Zhao Lei, Li Songnan, Ma Xiaohai, Greiser Andreas, Zhang Tianjing, An Jing, Bai Rong, Dong Jianzeng, Fan Zhanming
Department of Radiology, Beijing Anzhen Hospital, Capital Medical University, 100029, Beijing, China.
Department of Cardiology, Beijing Anzhen Hospital, Capital Medical University, Beijing, China.
J Cardiovasc Magn Reson. 2016 Mar 15;18:13. doi: 10.1186/s12968-016-0232-7.
T1 mapping enables assessment of myocardial characteristics. As the most common type of arrhythmia, atrial fibrillation (AF) is often accompanied by a variety of cardiac pathologies, whereby the irregular and usually rapid ventricle rate of AF may cause inaccurate T1 estimation due to mis-triggering and inadequate magnetization recovery. We hypothesized that systolic T1 mapping with a heart-rate-dependent (HRD) pulse sequence scheme may overcome this issue.

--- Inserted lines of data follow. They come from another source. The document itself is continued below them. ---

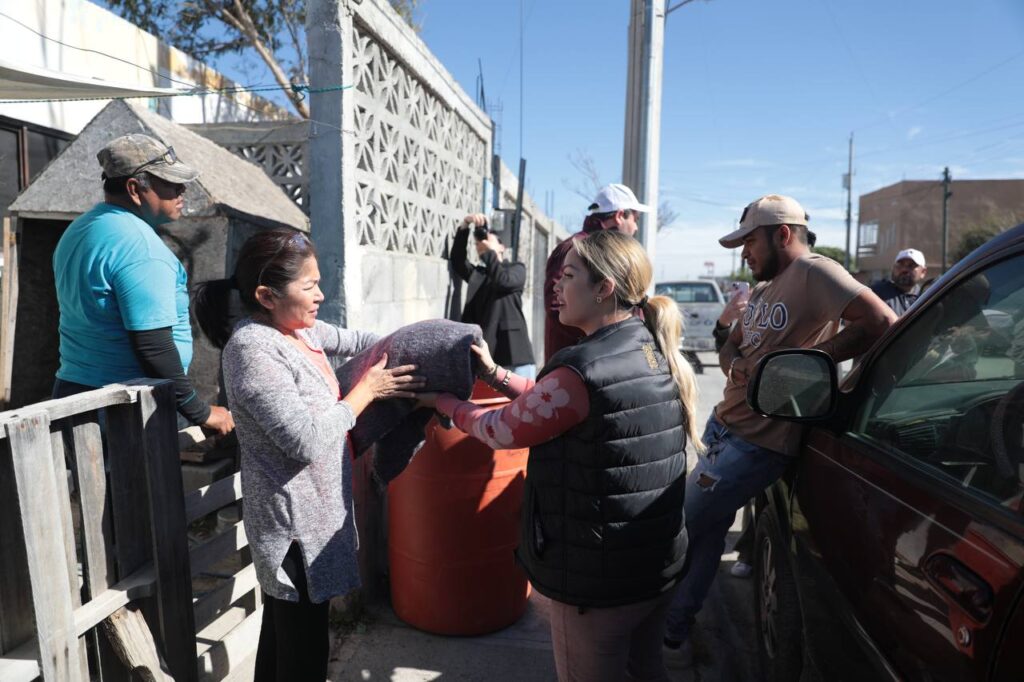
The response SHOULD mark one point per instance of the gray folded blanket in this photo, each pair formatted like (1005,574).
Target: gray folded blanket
(440,350)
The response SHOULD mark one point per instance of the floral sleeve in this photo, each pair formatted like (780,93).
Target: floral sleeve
(548,409)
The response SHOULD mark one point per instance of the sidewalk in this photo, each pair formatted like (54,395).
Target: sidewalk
(385,649)
(382,648)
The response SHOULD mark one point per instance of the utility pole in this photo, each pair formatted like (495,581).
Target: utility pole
(329,165)
(643,111)
(848,181)
(945,218)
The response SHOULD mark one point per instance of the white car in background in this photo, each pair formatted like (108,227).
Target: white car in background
(700,303)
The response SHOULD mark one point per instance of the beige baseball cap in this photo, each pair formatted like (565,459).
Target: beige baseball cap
(912,254)
(128,155)
(769,210)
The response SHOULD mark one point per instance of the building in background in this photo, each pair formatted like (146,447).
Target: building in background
(908,214)
(55,49)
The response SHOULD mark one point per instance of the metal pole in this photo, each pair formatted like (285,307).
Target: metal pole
(849,201)
(945,218)
(518,211)
(324,35)
(643,111)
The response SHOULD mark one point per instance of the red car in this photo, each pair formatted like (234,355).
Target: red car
(894,546)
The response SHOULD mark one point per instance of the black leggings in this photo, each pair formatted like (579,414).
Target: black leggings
(295,639)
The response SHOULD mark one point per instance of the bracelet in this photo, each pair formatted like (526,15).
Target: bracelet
(732,365)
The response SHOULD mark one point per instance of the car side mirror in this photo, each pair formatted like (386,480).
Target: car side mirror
(797,385)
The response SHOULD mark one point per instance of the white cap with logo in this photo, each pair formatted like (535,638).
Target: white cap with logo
(912,254)
(769,210)
(613,198)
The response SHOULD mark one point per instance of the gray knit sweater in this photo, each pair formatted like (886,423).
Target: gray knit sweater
(296,465)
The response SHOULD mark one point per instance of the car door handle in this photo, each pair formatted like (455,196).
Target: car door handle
(968,589)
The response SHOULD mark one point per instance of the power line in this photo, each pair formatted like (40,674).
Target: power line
(949,90)
(99,52)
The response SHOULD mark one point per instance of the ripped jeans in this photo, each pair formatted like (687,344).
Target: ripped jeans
(726,476)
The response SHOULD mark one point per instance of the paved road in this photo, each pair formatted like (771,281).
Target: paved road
(383,648)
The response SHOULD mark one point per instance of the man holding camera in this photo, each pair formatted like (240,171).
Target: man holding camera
(494,296)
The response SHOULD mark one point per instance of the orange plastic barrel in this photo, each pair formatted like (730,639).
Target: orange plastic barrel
(453,525)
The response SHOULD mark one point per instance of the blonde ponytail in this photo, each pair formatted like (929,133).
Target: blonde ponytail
(611,255)
(666,324)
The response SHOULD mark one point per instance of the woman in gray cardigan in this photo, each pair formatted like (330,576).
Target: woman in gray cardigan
(292,425)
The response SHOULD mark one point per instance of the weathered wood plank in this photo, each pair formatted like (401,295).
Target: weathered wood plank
(10,258)
(137,586)
(58,651)
(224,658)
(210,605)
(167,520)
(67,522)
(97,542)
(74,405)
(213,497)
(133,644)
(218,547)
(22,665)
(16,625)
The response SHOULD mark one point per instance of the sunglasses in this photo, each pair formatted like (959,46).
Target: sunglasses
(167,158)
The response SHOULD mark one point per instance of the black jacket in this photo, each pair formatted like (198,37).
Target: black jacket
(494,300)
(602,514)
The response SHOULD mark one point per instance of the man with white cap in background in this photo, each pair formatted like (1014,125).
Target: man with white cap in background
(798,303)
(615,207)
(902,288)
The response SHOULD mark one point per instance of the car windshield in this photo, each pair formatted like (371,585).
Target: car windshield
(948,392)
(687,292)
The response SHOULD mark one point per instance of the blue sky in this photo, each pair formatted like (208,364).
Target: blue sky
(759,96)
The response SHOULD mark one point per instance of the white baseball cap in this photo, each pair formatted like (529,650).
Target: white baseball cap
(613,198)
(912,254)
(769,210)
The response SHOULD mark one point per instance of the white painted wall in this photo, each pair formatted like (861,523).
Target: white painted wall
(80,24)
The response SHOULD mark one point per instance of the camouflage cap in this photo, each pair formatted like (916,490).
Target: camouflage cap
(128,155)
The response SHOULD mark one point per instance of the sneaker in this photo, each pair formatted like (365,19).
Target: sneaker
(677,655)
(741,569)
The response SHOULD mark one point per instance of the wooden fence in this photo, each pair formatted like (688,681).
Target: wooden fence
(77,550)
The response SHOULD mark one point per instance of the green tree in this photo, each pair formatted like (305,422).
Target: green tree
(208,29)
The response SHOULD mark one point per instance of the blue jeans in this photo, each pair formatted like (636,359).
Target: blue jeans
(727,475)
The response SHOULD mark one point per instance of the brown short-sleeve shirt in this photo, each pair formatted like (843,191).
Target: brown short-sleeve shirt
(800,308)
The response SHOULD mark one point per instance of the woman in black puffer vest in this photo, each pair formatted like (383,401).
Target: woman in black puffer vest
(607,422)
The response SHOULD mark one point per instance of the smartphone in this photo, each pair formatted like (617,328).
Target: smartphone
(741,289)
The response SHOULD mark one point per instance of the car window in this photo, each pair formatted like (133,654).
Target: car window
(948,391)
(687,292)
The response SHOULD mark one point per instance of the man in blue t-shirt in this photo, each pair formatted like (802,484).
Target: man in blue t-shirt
(123,295)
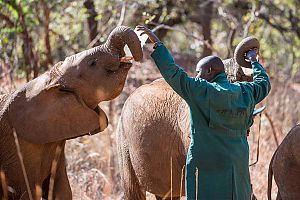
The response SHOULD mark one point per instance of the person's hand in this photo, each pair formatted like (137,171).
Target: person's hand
(152,37)
(252,55)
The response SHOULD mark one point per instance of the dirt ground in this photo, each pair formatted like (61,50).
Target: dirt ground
(92,160)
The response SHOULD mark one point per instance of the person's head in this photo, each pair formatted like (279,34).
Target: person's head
(208,67)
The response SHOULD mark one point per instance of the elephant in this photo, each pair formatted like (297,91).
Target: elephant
(153,130)
(152,135)
(285,165)
(58,105)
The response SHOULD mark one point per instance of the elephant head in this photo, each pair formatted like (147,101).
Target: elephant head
(63,102)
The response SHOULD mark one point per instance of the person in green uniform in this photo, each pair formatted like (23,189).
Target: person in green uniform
(217,164)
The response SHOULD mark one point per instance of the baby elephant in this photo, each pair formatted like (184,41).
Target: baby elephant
(58,105)
(285,165)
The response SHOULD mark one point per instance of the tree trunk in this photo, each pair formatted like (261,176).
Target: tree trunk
(92,22)
(27,47)
(47,35)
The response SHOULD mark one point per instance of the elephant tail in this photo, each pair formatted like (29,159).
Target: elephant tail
(270,177)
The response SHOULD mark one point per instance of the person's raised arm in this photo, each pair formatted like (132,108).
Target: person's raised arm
(174,75)
(261,84)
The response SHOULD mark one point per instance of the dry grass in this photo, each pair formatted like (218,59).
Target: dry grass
(92,160)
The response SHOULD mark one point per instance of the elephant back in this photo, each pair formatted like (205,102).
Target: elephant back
(149,126)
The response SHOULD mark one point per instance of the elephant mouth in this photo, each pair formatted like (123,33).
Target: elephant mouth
(126,65)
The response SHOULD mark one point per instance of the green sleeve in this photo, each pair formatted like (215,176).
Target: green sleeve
(261,85)
(187,87)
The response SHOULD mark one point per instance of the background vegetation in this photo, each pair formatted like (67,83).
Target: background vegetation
(35,34)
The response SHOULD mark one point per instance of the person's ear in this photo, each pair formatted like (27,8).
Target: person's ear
(209,70)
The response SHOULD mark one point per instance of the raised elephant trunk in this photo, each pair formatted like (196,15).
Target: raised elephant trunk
(121,36)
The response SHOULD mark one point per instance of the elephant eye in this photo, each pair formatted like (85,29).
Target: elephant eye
(92,62)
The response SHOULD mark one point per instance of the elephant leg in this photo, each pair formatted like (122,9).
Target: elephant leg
(62,189)
(168,198)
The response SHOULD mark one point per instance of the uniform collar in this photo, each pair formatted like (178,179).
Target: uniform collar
(220,78)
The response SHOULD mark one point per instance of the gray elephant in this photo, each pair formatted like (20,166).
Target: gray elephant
(285,165)
(153,130)
(58,105)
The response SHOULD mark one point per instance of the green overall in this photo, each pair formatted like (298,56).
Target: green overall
(221,113)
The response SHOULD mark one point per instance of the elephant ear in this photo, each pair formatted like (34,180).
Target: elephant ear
(43,114)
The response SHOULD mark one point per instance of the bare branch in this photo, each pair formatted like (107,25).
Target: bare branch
(9,22)
(123,13)
(203,42)
(250,21)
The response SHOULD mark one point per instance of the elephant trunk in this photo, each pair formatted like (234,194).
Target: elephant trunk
(121,36)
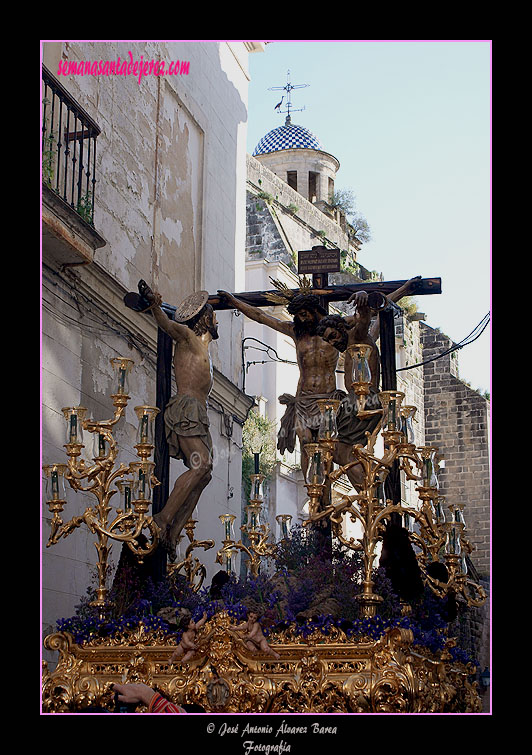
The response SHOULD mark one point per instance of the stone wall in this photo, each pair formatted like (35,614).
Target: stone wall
(456,421)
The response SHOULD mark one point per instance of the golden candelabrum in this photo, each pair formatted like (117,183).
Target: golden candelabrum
(439,537)
(257,531)
(103,478)
(194,571)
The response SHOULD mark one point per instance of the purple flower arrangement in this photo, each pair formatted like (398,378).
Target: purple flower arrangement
(286,597)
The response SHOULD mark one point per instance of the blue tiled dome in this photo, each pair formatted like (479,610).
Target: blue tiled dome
(289,136)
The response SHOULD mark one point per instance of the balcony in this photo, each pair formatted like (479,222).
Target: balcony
(69,181)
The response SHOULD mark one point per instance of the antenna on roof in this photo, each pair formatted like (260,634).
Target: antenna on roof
(288,89)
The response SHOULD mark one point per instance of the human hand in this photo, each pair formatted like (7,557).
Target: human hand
(225,296)
(359,298)
(134,693)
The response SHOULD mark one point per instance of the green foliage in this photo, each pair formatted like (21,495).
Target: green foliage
(258,433)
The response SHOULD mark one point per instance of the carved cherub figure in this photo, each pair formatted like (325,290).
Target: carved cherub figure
(187,647)
(254,637)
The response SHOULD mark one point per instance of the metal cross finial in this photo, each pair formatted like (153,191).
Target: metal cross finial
(288,89)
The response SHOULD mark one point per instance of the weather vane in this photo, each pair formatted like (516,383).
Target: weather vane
(288,89)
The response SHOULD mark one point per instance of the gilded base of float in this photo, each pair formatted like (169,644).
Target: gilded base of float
(318,674)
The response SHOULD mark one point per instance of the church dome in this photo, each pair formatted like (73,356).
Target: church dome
(289,136)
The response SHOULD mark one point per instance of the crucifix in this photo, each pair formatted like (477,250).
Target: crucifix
(318,262)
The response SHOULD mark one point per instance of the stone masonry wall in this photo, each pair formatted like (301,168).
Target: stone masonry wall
(456,421)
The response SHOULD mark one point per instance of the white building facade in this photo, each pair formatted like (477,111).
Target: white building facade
(167,182)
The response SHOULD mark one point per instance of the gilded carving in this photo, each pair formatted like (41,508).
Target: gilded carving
(320,673)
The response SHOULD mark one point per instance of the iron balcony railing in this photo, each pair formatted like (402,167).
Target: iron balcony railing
(68,148)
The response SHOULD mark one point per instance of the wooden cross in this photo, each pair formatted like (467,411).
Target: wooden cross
(327,293)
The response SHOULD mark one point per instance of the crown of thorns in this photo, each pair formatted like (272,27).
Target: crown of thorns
(294,299)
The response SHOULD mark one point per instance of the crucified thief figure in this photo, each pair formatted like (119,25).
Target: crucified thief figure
(185,416)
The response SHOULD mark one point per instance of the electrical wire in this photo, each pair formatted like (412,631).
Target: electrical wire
(475,333)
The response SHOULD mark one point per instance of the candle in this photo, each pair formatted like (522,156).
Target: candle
(144,428)
(73,428)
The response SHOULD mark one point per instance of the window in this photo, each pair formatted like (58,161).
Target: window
(312,186)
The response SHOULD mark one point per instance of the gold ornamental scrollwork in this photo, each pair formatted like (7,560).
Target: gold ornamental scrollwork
(320,673)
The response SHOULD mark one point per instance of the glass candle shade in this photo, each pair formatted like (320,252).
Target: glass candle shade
(256,487)
(407,423)
(227,521)
(452,541)
(253,512)
(428,470)
(122,367)
(316,470)
(408,522)
(360,354)
(439,510)
(142,472)
(391,406)
(284,524)
(457,513)
(146,416)
(55,481)
(74,416)
(100,446)
(229,557)
(126,492)
(328,429)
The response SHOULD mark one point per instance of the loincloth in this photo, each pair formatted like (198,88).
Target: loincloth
(302,413)
(186,416)
(352,429)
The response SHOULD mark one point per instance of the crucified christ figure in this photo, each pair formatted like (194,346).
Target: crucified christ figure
(185,416)
(317,360)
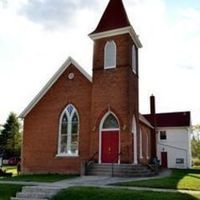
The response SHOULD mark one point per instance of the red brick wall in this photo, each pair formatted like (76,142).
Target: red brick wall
(41,126)
(115,89)
(146,143)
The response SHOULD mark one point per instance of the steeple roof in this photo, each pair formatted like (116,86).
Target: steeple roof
(114,17)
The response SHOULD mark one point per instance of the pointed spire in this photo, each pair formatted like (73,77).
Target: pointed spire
(114,17)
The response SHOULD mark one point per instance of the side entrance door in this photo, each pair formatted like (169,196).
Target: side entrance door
(110,146)
(164,163)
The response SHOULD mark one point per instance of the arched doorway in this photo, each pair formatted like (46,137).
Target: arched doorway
(109,139)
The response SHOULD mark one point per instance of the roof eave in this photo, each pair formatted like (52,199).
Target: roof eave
(49,84)
(118,31)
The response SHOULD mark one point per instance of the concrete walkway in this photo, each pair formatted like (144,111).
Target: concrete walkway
(88,180)
(103,182)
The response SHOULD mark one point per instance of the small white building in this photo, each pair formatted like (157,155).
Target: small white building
(173,139)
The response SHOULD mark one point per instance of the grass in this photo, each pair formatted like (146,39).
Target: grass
(89,193)
(180,179)
(7,191)
(34,177)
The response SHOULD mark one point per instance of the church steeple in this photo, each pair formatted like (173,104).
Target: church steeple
(114,17)
(115,22)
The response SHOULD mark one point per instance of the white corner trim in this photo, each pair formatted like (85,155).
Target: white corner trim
(49,84)
(119,31)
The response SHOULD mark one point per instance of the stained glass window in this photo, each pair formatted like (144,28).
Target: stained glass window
(110,54)
(110,122)
(69,132)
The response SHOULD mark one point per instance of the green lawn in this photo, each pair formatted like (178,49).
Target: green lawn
(34,177)
(180,179)
(89,193)
(7,191)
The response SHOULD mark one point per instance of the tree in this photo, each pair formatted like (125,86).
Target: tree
(195,142)
(11,136)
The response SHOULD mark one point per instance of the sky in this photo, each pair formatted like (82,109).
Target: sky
(37,36)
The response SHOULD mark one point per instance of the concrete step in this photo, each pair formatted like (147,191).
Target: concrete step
(15,198)
(34,195)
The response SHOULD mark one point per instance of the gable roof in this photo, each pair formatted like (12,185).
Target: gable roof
(114,17)
(175,119)
(54,78)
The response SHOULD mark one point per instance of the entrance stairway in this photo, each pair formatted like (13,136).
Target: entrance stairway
(120,170)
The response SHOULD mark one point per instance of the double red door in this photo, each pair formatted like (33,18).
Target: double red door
(164,159)
(110,146)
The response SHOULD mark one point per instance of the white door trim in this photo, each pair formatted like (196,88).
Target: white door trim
(101,129)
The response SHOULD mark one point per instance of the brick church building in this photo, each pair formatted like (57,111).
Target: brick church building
(76,117)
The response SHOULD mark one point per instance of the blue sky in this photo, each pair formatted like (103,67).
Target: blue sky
(37,36)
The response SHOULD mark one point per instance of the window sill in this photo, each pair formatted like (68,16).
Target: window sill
(110,67)
(67,156)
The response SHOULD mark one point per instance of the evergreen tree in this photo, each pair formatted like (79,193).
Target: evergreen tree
(11,136)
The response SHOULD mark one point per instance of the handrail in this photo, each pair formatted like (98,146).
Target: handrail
(178,148)
(113,161)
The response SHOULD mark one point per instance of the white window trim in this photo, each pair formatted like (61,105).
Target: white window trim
(141,149)
(105,54)
(134,62)
(162,140)
(101,129)
(59,154)
(147,145)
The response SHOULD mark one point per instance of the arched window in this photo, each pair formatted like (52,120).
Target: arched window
(110,122)
(69,132)
(134,58)
(134,132)
(110,53)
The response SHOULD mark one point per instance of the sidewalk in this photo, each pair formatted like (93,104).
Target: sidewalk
(103,182)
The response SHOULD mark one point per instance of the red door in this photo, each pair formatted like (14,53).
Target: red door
(110,146)
(164,159)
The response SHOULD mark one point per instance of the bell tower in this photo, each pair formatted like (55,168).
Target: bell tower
(115,79)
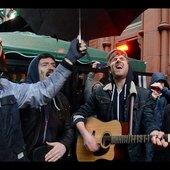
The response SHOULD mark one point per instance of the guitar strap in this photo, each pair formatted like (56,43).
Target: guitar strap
(133,93)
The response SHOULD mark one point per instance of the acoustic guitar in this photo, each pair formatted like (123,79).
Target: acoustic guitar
(108,135)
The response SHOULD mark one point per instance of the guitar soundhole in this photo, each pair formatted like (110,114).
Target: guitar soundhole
(101,151)
(106,140)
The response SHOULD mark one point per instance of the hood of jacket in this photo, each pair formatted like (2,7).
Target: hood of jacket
(159,77)
(32,74)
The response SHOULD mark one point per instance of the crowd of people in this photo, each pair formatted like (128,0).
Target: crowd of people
(47,128)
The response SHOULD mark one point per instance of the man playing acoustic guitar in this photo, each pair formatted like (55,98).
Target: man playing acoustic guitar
(118,107)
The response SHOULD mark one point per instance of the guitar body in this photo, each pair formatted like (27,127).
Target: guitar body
(112,137)
(98,129)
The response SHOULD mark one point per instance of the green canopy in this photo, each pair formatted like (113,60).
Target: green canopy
(29,45)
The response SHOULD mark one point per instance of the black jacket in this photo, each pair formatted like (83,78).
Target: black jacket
(56,113)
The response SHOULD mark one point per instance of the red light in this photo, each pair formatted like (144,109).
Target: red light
(123,47)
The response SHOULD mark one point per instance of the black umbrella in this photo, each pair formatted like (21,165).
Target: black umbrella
(64,23)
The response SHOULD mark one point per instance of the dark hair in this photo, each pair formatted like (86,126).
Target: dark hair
(46,55)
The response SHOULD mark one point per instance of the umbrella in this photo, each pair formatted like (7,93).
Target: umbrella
(67,23)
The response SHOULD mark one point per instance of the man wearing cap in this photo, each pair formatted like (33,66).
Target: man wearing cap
(113,102)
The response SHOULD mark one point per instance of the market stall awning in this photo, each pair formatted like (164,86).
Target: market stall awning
(29,45)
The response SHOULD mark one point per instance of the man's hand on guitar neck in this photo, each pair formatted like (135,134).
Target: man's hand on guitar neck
(158,138)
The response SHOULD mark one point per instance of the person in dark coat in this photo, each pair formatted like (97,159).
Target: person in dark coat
(48,127)
(113,102)
(160,95)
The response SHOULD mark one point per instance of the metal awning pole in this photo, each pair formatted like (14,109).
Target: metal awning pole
(79,25)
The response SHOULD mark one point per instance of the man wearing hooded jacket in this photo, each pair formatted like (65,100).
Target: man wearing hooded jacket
(49,126)
(113,101)
(14,96)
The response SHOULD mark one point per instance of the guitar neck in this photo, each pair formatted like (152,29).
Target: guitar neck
(126,139)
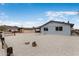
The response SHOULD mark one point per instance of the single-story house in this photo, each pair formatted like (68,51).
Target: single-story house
(55,27)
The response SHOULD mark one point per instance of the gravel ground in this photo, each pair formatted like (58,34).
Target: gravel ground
(47,45)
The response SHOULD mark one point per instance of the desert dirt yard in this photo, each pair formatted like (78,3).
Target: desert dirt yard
(47,45)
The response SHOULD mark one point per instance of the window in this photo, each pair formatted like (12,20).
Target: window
(45,29)
(59,28)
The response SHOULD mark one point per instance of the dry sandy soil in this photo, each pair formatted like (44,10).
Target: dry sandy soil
(47,45)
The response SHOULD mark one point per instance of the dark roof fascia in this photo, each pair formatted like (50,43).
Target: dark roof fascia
(56,22)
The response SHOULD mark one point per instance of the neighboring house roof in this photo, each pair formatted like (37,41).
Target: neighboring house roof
(56,22)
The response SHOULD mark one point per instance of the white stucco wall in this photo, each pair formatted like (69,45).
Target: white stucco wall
(51,29)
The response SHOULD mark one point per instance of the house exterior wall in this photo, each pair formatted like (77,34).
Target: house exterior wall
(51,29)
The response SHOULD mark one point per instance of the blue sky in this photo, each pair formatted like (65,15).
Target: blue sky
(36,14)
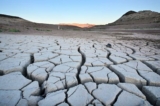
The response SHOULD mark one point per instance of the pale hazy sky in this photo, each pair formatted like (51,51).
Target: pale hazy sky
(74,11)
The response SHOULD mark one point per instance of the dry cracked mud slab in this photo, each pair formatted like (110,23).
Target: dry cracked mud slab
(137,73)
(100,95)
(98,75)
(58,71)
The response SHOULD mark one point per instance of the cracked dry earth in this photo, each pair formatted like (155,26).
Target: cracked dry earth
(58,71)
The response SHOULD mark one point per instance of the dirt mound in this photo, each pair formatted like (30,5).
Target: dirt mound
(141,17)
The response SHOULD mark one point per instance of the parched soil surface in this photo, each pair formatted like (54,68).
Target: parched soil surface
(79,68)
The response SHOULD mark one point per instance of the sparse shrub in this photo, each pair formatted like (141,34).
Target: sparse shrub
(14,30)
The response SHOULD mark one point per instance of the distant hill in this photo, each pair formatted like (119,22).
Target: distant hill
(141,17)
(135,20)
(79,25)
(8,22)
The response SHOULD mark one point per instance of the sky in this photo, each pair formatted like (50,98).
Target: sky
(74,11)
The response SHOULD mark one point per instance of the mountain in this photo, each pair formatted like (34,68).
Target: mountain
(134,20)
(8,23)
(141,17)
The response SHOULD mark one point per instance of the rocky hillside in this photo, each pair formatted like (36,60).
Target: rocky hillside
(134,20)
(141,17)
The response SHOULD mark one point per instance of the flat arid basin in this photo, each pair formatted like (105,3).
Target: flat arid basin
(80,68)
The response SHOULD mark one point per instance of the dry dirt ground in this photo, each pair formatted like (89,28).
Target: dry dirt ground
(79,68)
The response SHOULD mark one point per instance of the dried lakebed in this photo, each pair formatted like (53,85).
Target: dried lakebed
(58,71)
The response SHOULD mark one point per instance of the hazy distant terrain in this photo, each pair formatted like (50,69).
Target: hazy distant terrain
(117,64)
(135,20)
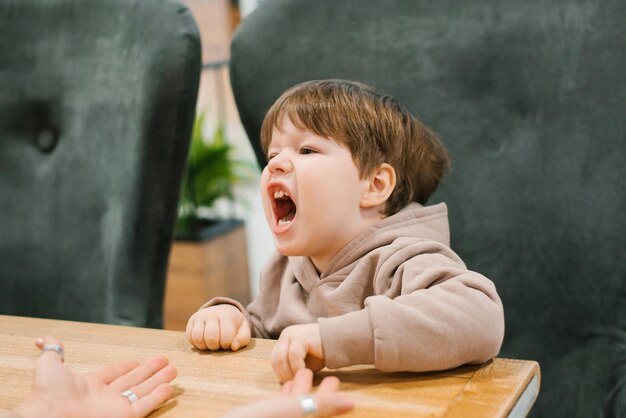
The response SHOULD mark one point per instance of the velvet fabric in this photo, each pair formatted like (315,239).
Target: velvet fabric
(529,97)
(97,101)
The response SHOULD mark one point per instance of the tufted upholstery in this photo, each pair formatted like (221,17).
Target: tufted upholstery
(97,101)
(530,98)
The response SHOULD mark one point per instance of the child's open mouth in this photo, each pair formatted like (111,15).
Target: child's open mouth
(284,208)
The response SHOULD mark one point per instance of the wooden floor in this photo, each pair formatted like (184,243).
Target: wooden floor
(200,271)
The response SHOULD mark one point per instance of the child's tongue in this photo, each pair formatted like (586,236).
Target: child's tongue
(285,210)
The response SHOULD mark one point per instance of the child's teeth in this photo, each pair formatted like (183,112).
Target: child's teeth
(278,194)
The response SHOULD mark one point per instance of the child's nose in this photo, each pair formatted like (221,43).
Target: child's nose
(279,163)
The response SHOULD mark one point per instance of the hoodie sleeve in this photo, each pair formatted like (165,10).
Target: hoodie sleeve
(444,316)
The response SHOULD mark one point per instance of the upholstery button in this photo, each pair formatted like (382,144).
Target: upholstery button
(46,140)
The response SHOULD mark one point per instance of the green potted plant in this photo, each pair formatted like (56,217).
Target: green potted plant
(211,175)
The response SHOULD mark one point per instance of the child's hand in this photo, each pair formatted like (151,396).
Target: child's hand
(298,347)
(218,327)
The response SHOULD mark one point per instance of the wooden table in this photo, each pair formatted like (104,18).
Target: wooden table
(210,384)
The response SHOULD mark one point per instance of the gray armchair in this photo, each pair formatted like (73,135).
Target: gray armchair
(530,98)
(97,100)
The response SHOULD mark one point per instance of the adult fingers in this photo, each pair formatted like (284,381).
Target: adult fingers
(331,404)
(165,375)
(110,373)
(140,374)
(150,401)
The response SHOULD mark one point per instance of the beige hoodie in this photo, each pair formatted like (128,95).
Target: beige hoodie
(396,297)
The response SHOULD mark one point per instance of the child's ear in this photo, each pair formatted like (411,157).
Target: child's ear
(378,186)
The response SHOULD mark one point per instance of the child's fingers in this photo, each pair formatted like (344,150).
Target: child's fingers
(297,353)
(330,384)
(286,389)
(212,334)
(302,382)
(197,335)
(227,331)
(280,362)
(242,337)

30 patients with AF and 13 healthy volunteers were enrolled and underwent cardiovascular magnetic resonance (CMR) at 3 T. CMR was repeated for 3 patients after electric cardioversion and for 2 volunteers after lowering heart rate (HR). A Modified Look-Locker Inversion Recovery (MOLLI) sequence was acquired before and 15 min after administration of 0.1 mmol/kg gadopentetate dimeglumine. For AF patients, both the fixed 5(3)3/4(1)3(1)2 and the HRD sampling scheme were performed at diastole and systole, respectively. The HRD pulse sequence sampling scheme was 5(n)3/4(n)3(n)2, where n was determined by the heart rate to ensure adequate magnetization recovery. Image quality of T1 maps was assessed. T1 times were measured in myocardium and blood. Extracellular volume fraction (ECV) was calculated.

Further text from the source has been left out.